Il giudizio sulla attuale pericolosità sociale è passaggio necessario anche ai fini dell’applicazione delle misure di prevenzione personali nei confronti degli «appartenenti ad associazioni di tipo mafioso». È possibile, tuttavia, là dove ricorra la figura prevista dall’art. 4, comma 1 lett. a), valorizzare, a certe condizioni, anche la presunzione semplice relativa alla stabilità del vincolo associativo, purché la sua validità sia verificata alla luce degli specifici elementi di fatto desumibili dal caso concreto e la stessa non sia posta quale unico fondamento dell’accertamento di attualità della pericolosità. Ciò implica la necessità di una puntuale motivazione in punto di attualità della pericolosità sociale, quanto più gli elementi rivelatori dell’inserimento nel sodalizio siano lontani nel tempo rispetto al momento del giudizio. In questa logica occorre in primo luogo un’appartenenza che si traduca in una forma di partecipazione, intesa come stabile compenetrazione nella struttura associativa, compenetrazione in discussione già al cospetto delle forme di cd. concorso esterno. Interventi rilevanti erano stati già quelli che, in diverse occasioni, aveva avuto modo di esprimere la Corte costituzionale (sentenza 291/2013, in tema di misure di prevenzione, sia la decisione in tema delle esigenze cautelari e del regime di presunzioni previste dall’art. 275, comma 3, CPP). Occorre, dunque, una ripetitività del contributo con permanenza di determinate condizioni di vita e di interessi in comune. Né, a fronte della condotta di partecipazione, il richiamo a forme di presunzione semplice può costituire l’unico dato fondante l’accertamento dell’attualità della pericolosità, dovendosi selezionare elementi di fatto che ne convalidino la sussistenza e, soprattutto, fondino la valenza strutturale del rapporto tra singolo e gruppo. In questa logica anche il decorso di un rilevante arco temporale, in difetto di ogni elemento di segno contrario o il mutamento delle condizioni di vita del singolo, possono risultare elementi o indicatori che rendono incompatibile una conclusione di persistenza del vincolo stesso, da cui inferire l’attualità del profilo di pericolosità personale. Ciò per evitare automatismi applicativi essendo le stesse misure caratterizzate da evidenti profili di afflittività e dovendo esse essere conformi a regole di tassatività tipizzazione irrinunciabili (Sez. 1, 24658/2019).

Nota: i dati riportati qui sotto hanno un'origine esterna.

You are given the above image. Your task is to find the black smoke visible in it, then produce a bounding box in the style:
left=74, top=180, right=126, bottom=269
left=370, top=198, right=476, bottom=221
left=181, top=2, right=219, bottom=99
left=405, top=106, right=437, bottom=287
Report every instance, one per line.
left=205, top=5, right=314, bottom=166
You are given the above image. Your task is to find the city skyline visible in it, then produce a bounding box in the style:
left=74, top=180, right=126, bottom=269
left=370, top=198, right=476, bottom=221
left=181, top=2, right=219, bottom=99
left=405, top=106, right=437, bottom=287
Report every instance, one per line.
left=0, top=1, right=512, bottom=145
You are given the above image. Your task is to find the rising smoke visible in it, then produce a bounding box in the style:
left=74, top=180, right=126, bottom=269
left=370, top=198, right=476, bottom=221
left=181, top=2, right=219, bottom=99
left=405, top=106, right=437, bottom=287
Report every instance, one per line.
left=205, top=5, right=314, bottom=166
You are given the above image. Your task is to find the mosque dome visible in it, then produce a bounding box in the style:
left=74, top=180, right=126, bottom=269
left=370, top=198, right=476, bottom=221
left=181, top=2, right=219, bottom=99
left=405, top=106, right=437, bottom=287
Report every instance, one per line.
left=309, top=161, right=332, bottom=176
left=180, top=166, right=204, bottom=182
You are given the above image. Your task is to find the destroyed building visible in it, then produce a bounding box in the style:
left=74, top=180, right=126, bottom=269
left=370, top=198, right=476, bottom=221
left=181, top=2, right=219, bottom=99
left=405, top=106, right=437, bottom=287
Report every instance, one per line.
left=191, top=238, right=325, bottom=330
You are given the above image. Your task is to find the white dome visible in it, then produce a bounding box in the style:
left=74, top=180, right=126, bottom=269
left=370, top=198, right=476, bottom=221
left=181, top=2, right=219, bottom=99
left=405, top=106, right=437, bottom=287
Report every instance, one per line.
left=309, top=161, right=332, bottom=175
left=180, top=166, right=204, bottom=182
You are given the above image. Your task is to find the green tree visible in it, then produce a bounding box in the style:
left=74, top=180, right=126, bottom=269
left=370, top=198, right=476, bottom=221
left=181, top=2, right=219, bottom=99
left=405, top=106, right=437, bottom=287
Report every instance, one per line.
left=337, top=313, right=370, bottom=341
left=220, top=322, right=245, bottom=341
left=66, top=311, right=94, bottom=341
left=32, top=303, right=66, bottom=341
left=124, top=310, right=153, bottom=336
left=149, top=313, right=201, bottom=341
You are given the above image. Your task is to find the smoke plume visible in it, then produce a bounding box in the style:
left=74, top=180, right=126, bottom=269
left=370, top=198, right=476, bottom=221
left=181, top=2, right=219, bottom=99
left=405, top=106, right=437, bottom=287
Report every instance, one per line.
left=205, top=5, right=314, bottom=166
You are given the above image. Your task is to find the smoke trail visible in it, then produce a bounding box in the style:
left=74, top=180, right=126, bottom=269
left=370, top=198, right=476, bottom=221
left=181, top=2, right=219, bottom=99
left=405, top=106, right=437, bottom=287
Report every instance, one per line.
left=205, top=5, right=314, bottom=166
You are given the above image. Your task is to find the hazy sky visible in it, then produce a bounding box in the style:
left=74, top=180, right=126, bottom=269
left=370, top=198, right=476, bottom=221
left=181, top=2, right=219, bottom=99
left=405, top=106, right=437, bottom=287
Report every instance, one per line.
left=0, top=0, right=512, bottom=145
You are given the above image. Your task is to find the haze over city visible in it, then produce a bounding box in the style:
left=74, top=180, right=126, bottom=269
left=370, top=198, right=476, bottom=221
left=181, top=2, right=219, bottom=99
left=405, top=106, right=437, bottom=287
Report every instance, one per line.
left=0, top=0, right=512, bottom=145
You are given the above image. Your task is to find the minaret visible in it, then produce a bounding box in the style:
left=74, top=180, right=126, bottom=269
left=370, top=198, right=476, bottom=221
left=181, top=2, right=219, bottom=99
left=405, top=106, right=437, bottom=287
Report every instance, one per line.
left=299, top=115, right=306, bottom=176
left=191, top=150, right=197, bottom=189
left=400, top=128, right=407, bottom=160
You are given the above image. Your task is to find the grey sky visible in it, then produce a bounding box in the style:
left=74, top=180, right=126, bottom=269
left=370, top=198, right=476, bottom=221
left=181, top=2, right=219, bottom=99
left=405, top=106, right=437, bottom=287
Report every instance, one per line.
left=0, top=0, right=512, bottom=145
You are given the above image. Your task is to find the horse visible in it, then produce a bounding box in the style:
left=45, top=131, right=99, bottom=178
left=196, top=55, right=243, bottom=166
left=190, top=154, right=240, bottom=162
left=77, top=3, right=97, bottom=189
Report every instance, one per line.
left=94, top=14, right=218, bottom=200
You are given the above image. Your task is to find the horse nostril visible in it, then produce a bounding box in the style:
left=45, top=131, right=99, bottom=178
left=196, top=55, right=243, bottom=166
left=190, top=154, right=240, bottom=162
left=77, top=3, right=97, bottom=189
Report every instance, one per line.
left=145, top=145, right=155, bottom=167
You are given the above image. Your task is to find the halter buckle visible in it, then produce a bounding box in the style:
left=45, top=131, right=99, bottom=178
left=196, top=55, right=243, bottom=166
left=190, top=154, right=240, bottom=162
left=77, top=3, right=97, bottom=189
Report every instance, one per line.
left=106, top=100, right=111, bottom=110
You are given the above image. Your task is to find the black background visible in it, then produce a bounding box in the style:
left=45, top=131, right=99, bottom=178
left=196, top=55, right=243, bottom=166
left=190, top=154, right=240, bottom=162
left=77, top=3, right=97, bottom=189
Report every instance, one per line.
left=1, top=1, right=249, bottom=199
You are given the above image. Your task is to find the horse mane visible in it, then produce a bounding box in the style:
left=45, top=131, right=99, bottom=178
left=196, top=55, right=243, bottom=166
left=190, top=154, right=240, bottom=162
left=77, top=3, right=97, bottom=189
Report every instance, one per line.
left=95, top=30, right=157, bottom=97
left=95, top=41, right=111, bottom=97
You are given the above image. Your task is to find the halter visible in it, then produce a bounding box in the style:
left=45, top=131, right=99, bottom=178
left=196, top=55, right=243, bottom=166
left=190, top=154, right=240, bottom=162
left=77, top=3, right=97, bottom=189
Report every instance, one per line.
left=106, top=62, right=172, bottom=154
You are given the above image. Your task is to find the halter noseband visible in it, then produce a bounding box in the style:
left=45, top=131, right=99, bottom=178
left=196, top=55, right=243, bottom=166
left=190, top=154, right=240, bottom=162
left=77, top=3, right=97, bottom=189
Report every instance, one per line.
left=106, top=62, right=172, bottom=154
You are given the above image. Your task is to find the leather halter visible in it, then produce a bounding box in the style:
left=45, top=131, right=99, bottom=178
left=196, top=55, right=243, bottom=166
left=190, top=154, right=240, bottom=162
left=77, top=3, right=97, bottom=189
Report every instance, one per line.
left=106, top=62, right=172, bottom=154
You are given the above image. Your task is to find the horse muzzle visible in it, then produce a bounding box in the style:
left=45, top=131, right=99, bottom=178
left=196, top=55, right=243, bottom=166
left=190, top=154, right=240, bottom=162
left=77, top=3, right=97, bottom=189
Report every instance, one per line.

Ai fini dell’applicazione di misure di prevenzione nei confronti di appartenenti ad associazione di tipo mafioso, non è necessaria alcuna particolare motivazione in ordine all’attualità della pericolosità, una volta che l’appartenenza risulti adeguatamente dimostrata e non sussistano elementi dai quali desumere che essa sia venuta meno per effetto del recesso personale ovvero della disintegrazione del sodalizio stesso, tuttavia, la presunzione della pericolosità non è assoluta ed è destinata ad attenuarsi, facendo risorgere la necessità di una specifica motivazione, quando più gli elementi rilevatori dell’inserimento nel sodalizio siano lontani nel tempo rispetto al momento del giudizio (Sez. 6, 33923/2017).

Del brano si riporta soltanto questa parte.